A publicitária Rebeca Sales, 34, mais conhecida como Beca, sempre se considerou uma introvertida. Ela não é de conversar amenidades no elevador, abraços a deixam constrangida e olhar nos olhos das pessoas nem sempre é fácil. Um perfil tímido, diriam.

Ter crescido no interior de São Paulo e morar sozinha há 17 anos contribuiu para essa autopercepção de mais reservada. Mas para ela, esse processo mascarou comportamentos sociais que, na verdade, estavam ligados ao autismo.

Foi quando precisou voltar ao convívio social após dois anos em isolamento por causa da pandemia que Beca notou algo diferente. O que antes eram incômodos começou a causar sofrimento.

"Percebi que trabalhar com barulho me incomodava, que as interações me deixavam ansiosa. Tinha desacostumado e, na ressocialização, as coisas me incomodavam demais", conta.
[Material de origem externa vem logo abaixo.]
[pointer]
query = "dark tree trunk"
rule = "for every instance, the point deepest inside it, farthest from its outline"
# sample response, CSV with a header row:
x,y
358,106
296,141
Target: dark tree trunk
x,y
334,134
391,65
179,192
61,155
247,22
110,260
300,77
Ela começou a conversar com o terapeuta sobre as novas percepções, já suspeitando que pudesse ser autismo. Na época, os dois estavam assistindo à série Atypical, cujo protagonista está no espectro autista.

"Tinha atributos [do personagem] que eu identificava em mim que eram menos visíveis para outras pessoas e perceptíveis para mim", comenta.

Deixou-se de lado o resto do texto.